From assessment to remediation

The furniture company also used the results of the fair wage assessments to make concrete steps towards improved wage practices.

In the US for instance, after the Fair Wage assessment carried out in 2013 in different states identified a lack of wage adjustments from one year to another -that led wages over time to lose ground compared to price increases- IKEA successfully implemented a series of wage increases to help wages of their co-workers to catch up.

It also decided to adjust wages to yearly changes in the costs of living and also adopted a living wage in 2014. As a result, staff turnover decreased by 5%, and IKEA was recognised as a Great Place to Work and was ranked among the Top 100 Employers by Fortune Magazine.

Fair Wage assessments in IKEA stores in Japan also identified wage differentials between full-time and part-time employees. In Japan local regulation stipulated that part time and full time co-workers were not at the same level in the organisation and therefore attracted different pay and benefits structure. With the increasing nature of part time work, this was presenting a challenge for IKEA.

Consequently, IKEA Japan equalized wages and benefits for all their co-workers and was the first employer in Japan to make changes in how part time and full time co-workers were treated, creating equality in not only pay but also in benefits and total experience.

IKEA also carried out a series of discussions with the Government of Japan to improve the legal status and rights of part-time employees. As a result in 2016 the government declared changes to legislation that saw equality for all workers in Japan. IKEA was also recognised as an Employer of Choice and leading the way with equality in Japan. These changes also brought a significant improvement in staff turnover.

In Russia, an active remediation policy was carried out after a fair wage assessment identified a number of wage issues to be improved. This led IKEA Russia to improve its wages and human resources policy.

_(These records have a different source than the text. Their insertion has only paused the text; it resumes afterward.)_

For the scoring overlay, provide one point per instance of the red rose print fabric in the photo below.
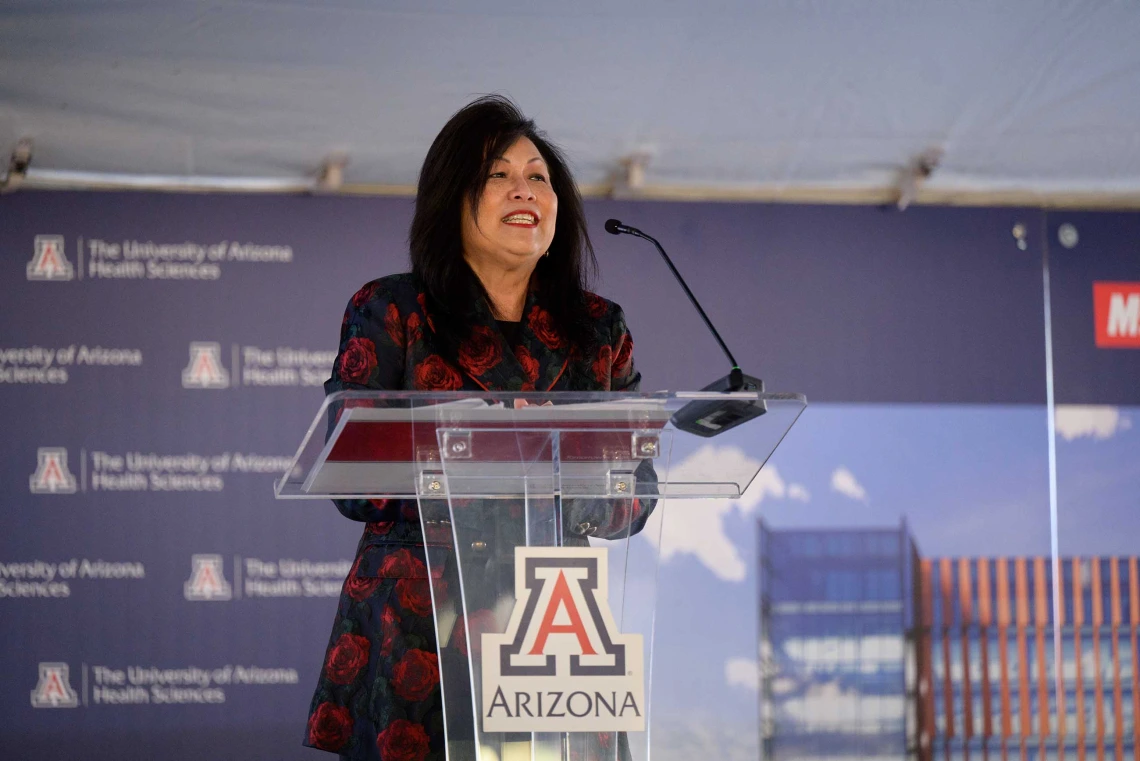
(379, 693)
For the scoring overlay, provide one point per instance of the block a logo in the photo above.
(49, 261)
(205, 369)
(54, 690)
(51, 475)
(562, 665)
(208, 580)
(1116, 310)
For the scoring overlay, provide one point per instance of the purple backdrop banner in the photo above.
(162, 356)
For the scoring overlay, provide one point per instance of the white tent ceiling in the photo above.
(1041, 96)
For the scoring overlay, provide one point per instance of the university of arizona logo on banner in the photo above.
(562, 665)
(208, 580)
(54, 689)
(51, 475)
(49, 262)
(205, 369)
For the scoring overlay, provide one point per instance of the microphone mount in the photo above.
(706, 418)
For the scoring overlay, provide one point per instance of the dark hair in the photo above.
(455, 172)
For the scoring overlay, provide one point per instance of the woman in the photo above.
(495, 301)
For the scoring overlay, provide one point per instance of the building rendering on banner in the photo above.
(872, 652)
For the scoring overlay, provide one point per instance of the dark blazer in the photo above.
(379, 696)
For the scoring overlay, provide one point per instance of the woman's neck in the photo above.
(506, 291)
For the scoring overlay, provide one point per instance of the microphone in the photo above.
(707, 418)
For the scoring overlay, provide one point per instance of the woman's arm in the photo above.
(371, 358)
(616, 518)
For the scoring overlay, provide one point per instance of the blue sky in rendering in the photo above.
(968, 480)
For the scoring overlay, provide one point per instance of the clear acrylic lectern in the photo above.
(542, 517)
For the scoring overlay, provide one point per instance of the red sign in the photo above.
(1116, 311)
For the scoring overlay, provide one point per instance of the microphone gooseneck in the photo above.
(737, 376)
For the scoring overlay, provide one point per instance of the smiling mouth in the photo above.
(521, 219)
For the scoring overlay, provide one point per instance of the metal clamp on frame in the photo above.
(455, 444)
(646, 444)
(621, 483)
(432, 483)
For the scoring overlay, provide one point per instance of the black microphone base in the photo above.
(709, 417)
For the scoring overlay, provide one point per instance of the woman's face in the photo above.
(514, 223)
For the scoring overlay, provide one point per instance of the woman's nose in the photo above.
(521, 190)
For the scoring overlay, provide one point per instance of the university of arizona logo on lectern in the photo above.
(54, 689)
(208, 580)
(51, 475)
(205, 369)
(562, 665)
(49, 262)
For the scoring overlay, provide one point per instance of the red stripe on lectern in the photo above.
(385, 441)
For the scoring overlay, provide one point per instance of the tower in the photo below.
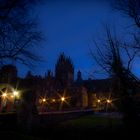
(64, 71)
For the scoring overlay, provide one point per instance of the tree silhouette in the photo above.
(18, 32)
(110, 56)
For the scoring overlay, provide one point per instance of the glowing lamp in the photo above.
(98, 100)
(108, 101)
(62, 99)
(16, 93)
(53, 100)
(4, 95)
(44, 100)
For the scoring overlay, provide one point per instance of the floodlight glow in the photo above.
(108, 101)
(62, 99)
(16, 93)
(98, 100)
(4, 95)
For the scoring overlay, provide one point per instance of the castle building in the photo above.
(64, 71)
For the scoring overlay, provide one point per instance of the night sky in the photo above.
(69, 27)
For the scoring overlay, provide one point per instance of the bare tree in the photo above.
(18, 32)
(131, 8)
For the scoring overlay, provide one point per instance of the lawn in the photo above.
(90, 121)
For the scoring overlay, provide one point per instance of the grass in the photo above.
(90, 121)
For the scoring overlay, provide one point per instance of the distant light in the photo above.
(53, 100)
(12, 96)
(16, 93)
(44, 100)
(4, 95)
(108, 101)
(62, 99)
(98, 100)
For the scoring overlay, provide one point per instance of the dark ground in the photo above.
(53, 131)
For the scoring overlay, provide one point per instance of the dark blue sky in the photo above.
(69, 27)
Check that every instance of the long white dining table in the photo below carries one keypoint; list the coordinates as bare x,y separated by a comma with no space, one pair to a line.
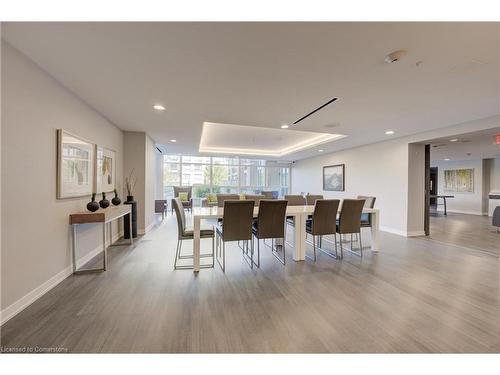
300,213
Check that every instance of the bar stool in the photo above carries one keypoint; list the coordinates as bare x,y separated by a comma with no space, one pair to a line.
270,224
323,223
237,221
350,221
183,233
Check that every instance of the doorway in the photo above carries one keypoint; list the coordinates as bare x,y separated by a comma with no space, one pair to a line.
433,185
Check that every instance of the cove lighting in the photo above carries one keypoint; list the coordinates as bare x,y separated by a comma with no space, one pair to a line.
253,140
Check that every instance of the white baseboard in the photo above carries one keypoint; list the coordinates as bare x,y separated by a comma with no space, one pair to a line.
15,308
479,213
148,228
415,233
402,232
394,231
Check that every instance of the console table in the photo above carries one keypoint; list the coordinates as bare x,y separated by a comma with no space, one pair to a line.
101,216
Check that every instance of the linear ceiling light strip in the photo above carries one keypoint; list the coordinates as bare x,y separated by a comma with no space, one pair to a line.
314,111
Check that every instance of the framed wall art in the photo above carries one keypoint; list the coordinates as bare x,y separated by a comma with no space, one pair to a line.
105,170
333,177
75,166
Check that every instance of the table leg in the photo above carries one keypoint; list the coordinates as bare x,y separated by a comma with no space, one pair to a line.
105,262
300,238
130,227
196,244
74,247
375,231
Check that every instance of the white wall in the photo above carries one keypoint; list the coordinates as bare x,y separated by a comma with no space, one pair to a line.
379,170
139,156
36,252
150,182
416,189
494,171
134,162
467,203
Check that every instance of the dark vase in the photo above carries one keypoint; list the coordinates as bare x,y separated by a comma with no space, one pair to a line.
104,202
116,201
127,219
93,206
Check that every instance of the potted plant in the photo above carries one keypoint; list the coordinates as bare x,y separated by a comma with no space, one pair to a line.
130,182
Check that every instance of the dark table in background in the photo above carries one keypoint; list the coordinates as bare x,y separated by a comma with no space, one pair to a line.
443,197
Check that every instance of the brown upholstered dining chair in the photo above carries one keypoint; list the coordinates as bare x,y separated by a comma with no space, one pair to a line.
268,194
236,225
226,197
366,219
323,223
187,233
188,204
161,207
270,224
496,218
255,198
311,199
350,221
294,200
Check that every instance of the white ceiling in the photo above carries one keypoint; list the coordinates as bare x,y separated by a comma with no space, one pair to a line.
258,141
268,74
470,146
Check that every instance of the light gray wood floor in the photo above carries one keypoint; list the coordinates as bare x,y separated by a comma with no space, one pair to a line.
472,231
416,295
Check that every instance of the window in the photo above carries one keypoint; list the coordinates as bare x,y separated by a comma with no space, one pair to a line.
224,175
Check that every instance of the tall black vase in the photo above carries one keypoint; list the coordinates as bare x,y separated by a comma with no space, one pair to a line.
126,230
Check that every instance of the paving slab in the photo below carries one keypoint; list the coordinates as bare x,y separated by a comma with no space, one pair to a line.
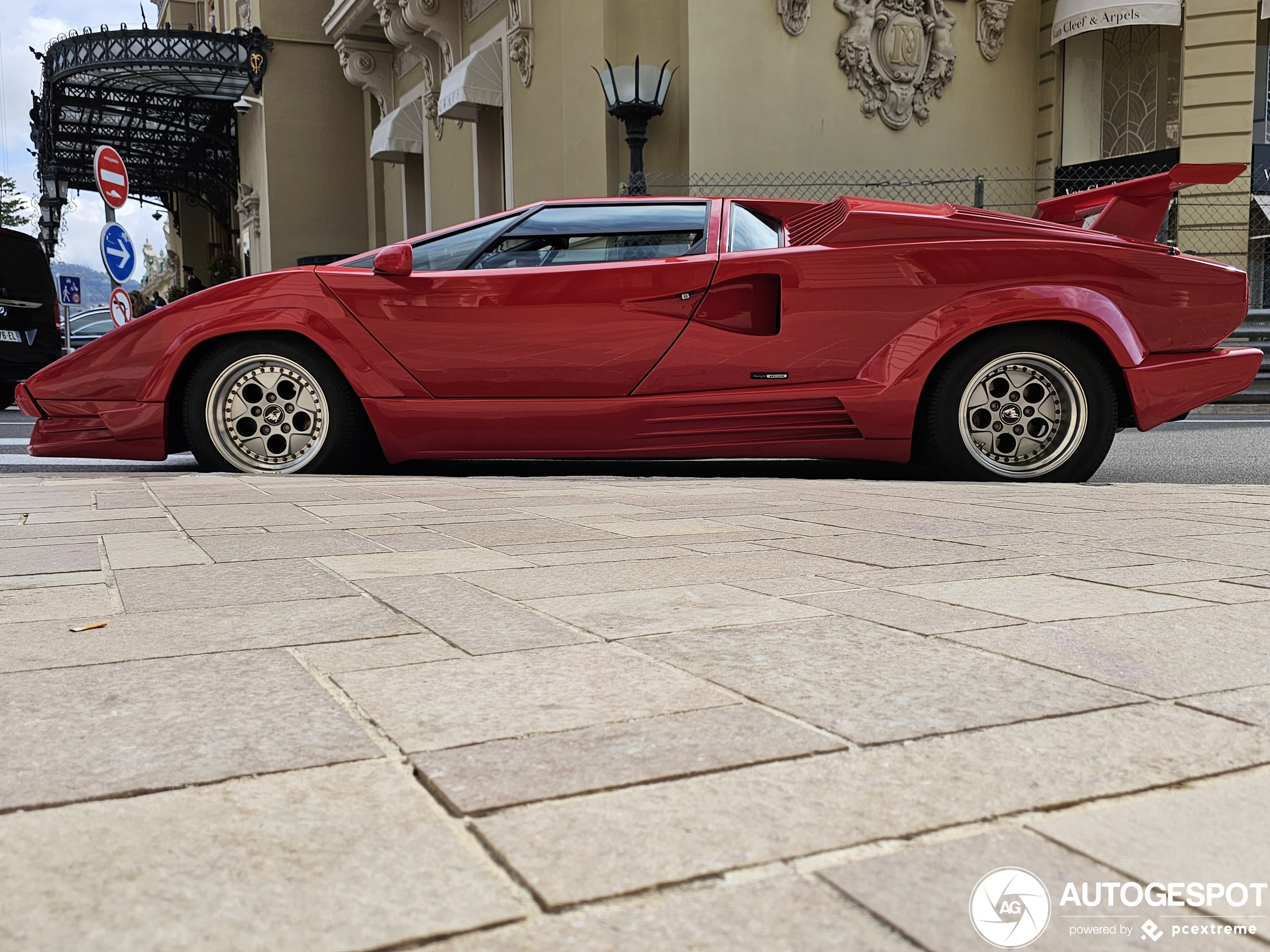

IKEA also carried out in 2018 a study on wage practices and working conditions in its transportation segment of its global supply chain to better know wages and working conditions of drivers involved in shipments for IKEA especially after a number of articles had attracted attention on drivers’ conditions. IKEA took the commitment to improve the situation in this segment of its supply chain.

Adapting internal tools

At the same time, beyond individual markets, IKEA also put in place a general Fair Wage policy that led to Fair Wage principles for both its suppliers and stores. It is also incorporating better standards and benchmarks on Fair Wage into its code of conduct IWAY.